The route to the spring was…well, a Scott-special. Hike-a-bike was required. Water was still flowing in the wash from the last storm leading to having to pay attention to keeping feet dry, a rare occurrence in the desert.
As promised, the spring was warm and flowing strong. The Elixir of Life.
We continued on, racing, but not really racing, the impending twilight to get to the seep, a luxurious wet camp for the night.
We made it.
In the morning, we climbed. But climbing in the Gila doesn’t really feel like climbing, even if you’re doing it for the second time in a week.
Lunch at the top was no less special. The view never gets old.
Turns out, the descent never gets old either.
We were in the middle of the final 8 mile stretch of trail when Scott jumps off his bike ahead of us, yelling back, ‘Stop! Stop!’
My initial reaction was, ‘Strange. It’s pretty here, but Scott’s not one to cause a stop in the middle of a flowing downhill section of trail for a photo op.’ (His preferred method is just to descend really fast and get a good gap on me so he can stop and take a picture)
‘Rattler!’ He pointed down to the ground. Sure enough, a beauty of a snake lay basking in the sun.
‘What do we do?’ Cat asked.
‘Take a picture?’ I suggested.
We watched as it hung out in the trail, sticking its tongue out, very aware of our presence.
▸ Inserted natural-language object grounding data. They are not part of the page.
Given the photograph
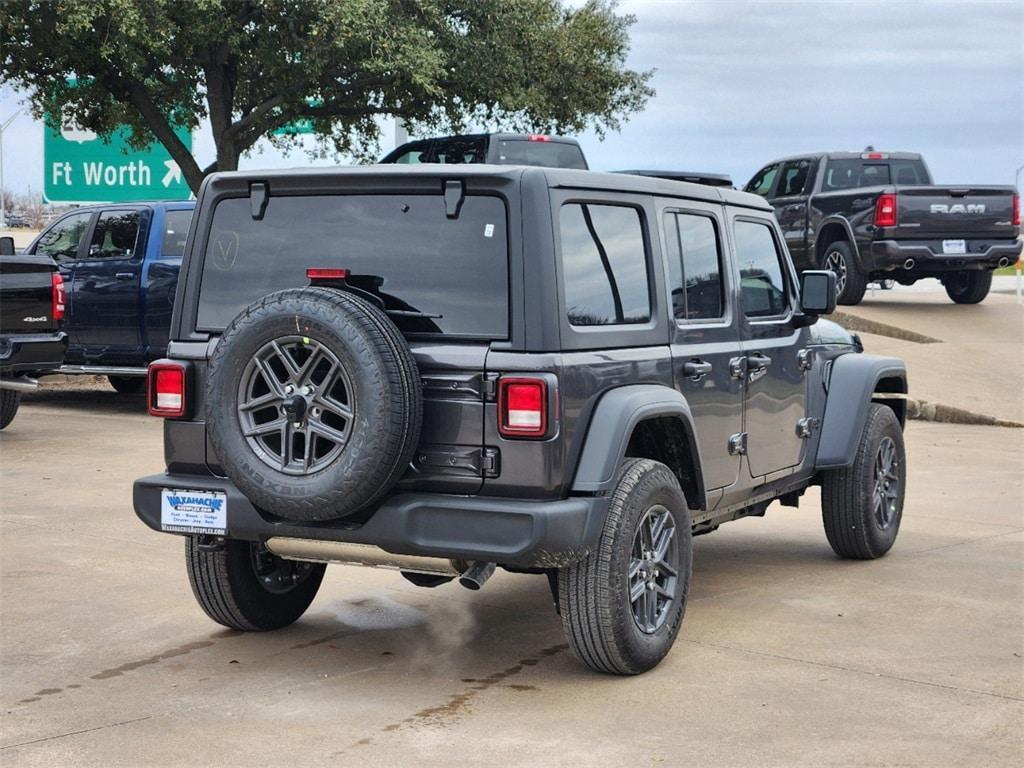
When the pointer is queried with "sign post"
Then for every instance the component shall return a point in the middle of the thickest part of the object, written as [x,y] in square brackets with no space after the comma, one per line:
[81,167]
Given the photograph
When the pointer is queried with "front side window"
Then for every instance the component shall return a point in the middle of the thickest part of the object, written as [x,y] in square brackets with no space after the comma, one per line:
[761,183]
[694,266]
[604,264]
[762,280]
[60,242]
[115,236]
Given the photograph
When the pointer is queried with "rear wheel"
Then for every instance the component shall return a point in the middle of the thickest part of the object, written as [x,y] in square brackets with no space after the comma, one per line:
[862,505]
[246,587]
[9,400]
[969,288]
[127,384]
[851,283]
[622,606]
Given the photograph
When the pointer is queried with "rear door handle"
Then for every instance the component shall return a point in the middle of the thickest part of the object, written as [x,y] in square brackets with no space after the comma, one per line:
[696,370]
[757,361]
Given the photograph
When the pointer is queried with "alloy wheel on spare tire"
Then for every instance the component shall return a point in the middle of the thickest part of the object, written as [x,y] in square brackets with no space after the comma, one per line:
[313,403]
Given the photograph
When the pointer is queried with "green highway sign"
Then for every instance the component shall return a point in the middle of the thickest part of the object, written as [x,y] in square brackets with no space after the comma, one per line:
[81,167]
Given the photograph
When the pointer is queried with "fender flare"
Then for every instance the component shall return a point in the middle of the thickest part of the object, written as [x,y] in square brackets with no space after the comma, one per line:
[849,236]
[610,427]
[851,384]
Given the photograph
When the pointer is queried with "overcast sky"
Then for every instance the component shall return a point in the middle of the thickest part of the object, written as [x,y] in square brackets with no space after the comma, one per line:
[741,83]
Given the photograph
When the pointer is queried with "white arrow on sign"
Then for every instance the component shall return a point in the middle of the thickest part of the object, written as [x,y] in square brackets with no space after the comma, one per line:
[173,173]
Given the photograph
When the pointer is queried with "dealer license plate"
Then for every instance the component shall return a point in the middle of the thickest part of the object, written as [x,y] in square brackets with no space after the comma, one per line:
[193,511]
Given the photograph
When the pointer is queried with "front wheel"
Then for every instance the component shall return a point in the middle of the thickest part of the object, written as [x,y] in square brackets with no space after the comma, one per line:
[851,283]
[245,587]
[969,288]
[862,505]
[622,606]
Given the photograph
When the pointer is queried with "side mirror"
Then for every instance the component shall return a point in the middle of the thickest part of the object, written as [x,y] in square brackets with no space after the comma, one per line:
[817,292]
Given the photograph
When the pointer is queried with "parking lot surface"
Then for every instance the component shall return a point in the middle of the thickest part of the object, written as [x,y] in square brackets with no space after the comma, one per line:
[787,654]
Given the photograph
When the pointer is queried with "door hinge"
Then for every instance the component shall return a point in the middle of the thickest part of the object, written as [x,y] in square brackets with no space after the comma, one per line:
[805,358]
[806,426]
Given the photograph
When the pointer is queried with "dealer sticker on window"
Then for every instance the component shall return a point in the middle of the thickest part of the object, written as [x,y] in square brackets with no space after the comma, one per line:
[194,511]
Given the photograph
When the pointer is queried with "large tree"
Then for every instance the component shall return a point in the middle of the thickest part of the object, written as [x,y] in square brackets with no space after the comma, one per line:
[252,67]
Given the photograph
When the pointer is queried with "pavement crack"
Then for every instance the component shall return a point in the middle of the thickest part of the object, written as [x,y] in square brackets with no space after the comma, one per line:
[841,668]
[75,733]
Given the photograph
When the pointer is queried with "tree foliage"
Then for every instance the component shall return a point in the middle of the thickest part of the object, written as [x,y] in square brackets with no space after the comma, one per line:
[251,67]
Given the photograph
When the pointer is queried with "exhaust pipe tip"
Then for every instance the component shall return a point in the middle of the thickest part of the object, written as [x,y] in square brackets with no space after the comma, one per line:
[476,574]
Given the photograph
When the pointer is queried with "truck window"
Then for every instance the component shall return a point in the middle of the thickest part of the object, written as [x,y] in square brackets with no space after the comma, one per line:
[762,182]
[61,241]
[794,178]
[546,154]
[762,281]
[604,264]
[115,236]
[443,275]
[175,231]
[694,266]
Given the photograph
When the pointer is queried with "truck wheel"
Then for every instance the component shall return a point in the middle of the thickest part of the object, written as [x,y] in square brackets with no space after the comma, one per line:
[127,384]
[862,505]
[969,288]
[851,283]
[622,606]
[9,401]
[245,587]
[313,404]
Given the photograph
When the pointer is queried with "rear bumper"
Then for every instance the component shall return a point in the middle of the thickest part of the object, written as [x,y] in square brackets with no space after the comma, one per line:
[890,255]
[29,352]
[508,531]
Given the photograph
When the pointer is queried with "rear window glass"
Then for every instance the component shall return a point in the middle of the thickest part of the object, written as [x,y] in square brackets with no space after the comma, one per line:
[438,275]
[175,231]
[848,174]
[604,265]
[546,154]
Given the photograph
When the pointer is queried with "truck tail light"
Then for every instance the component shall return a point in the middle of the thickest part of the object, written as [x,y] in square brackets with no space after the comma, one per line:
[59,296]
[885,210]
[522,407]
[167,389]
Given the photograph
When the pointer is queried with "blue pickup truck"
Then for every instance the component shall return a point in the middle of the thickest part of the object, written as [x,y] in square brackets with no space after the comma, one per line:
[120,267]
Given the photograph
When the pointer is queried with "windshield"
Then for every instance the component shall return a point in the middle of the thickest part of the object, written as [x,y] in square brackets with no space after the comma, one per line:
[438,275]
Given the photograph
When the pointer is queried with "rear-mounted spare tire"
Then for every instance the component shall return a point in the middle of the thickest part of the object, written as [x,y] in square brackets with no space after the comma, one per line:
[313,404]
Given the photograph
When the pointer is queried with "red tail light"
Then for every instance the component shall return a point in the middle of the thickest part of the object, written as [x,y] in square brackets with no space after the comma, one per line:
[885,210]
[167,390]
[522,407]
[59,296]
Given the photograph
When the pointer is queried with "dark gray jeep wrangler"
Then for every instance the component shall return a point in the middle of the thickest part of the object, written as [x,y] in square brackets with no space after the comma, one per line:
[444,370]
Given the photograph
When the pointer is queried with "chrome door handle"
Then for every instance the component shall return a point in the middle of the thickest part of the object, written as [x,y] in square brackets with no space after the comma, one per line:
[696,370]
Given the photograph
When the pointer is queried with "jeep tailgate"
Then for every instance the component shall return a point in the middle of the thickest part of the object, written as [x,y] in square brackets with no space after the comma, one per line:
[26,295]
[955,212]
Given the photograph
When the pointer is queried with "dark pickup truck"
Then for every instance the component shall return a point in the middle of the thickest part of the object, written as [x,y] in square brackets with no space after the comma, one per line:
[32,304]
[877,215]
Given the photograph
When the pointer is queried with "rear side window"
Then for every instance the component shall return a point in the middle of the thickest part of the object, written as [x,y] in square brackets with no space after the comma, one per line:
[604,264]
[546,154]
[175,231]
[762,280]
[438,275]
[694,266]
[115,236]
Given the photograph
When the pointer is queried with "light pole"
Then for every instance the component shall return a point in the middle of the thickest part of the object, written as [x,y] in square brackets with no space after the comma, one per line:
[3,189]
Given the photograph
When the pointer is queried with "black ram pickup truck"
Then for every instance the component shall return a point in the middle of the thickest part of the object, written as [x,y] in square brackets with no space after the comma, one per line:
[877,215]
[32,305]
[444,370]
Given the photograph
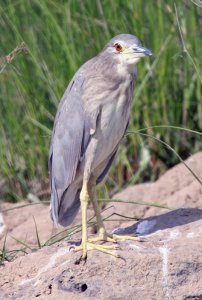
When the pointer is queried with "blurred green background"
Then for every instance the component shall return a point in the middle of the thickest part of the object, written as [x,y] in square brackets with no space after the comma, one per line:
[61,35]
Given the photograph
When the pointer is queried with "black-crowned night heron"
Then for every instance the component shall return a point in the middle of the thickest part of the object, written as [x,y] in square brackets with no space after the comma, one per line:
[90,123]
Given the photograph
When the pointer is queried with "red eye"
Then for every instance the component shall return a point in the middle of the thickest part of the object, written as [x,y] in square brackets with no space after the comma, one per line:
[118,47]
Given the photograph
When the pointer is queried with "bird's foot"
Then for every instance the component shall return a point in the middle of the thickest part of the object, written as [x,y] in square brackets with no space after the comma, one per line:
[91,246]
[107,237]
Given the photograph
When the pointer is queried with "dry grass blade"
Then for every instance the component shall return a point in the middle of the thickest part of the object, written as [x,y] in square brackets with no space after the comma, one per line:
[10,57]
[37,234]
[137,203]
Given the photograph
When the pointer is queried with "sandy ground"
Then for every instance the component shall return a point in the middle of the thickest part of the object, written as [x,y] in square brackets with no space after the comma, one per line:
[167,265]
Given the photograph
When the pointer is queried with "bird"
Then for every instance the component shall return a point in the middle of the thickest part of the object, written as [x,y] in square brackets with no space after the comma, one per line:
[90,123]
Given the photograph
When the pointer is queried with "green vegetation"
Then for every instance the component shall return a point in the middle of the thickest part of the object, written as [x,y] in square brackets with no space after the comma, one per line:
[61,35]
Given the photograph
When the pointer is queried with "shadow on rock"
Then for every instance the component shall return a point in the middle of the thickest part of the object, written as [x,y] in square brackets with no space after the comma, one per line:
[171,219]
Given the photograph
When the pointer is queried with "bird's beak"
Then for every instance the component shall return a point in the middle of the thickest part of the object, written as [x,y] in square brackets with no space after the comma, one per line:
[141,50]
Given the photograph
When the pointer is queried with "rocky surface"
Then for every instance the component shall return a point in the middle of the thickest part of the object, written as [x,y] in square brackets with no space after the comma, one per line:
[166,265]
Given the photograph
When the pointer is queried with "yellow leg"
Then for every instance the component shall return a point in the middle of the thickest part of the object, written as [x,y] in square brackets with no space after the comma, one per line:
[102,233]
[86,244]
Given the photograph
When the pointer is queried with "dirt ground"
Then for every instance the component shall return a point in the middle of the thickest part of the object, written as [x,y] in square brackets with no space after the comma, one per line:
[166,265]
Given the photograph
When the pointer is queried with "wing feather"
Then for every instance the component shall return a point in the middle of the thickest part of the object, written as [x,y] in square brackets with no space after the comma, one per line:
[71,134]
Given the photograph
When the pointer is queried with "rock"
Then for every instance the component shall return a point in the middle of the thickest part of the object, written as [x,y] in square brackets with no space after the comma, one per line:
[167,264]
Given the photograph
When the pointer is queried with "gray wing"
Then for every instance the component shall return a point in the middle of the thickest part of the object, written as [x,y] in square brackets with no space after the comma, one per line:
[71,133]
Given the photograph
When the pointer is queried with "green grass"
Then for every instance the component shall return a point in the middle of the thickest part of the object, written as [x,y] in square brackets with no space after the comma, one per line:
[61,35]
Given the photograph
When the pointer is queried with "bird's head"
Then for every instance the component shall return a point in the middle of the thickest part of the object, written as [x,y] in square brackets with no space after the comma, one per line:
[126,49]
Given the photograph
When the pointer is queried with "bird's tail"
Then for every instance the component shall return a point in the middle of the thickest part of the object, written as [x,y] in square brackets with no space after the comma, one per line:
[68,207]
Eventually, it must have gotten bored of being bothered by us and it slithered into its snake-hole just off the trail. Guess it’s officially snake season. Bummer.
We continued on to Picket Post, Snake-dar going off at every root and twig.
Following the LOST (Legends of Superior Trail) towards town, we ran into an archeological crew surveying the ground with metal detectors. We learned that the old wagon trail was scheduled for demolition to put in a 4-lane highway. Guess that’s the end of LOST as well. They had hundreds of flags set up, some of them dug up with pieces of horseshoes and other metal knickknacks laying on the ground. Who knew.
We followed directions in town to a new ice cream shop that we’d heard about. We were joyous about finding it, right up until we saw the sign on the door: Cash only.
‘I have no cash,’ I admitted. And more importantly, no way to get cash. Our hearts sank and we sat pathetically in front of the shop, watching jealously as dozens of people walked in and out of the shop.
‘Well, I guess we just have to go get ice cream sandwiches at the market,’ I declared. So that’s exactly what we did. And you know what? They were pretty much the most delicious ice cream sandwiches we’d ever eaten.
Eventually the meth-heads in town creeped us out enough to send us on our way. On to the highway for 16 miles back to the car. On the way back, I got to officially claim a million point bonus on our Cactus Arm game (every arm growing off an arm is a point) by riding by a cactus with an arm off an arm off an arm. I’d spied it on the drive into Kelvin, but rules of the game state that the cactus must be seen from the bike. Win.
La Casita finished off the day in Mammoth.
Another bikepack. New terrain. New knowledge (bring cash to Superior). New critters (my very first wild rattlesnake sighting). A good day in the 24-hour bikepacking office.
Cat had to leave the following morning. Sadly, we had to stop our Camp Cat, though I think we did a good job of convincing her to come back down for the AZTR in a few weeks. Turns out, the desert is a good place for the soul. Riding. Eating. Smiling at the sun. And drinking wine while eating chocolate wasn’t too bad either.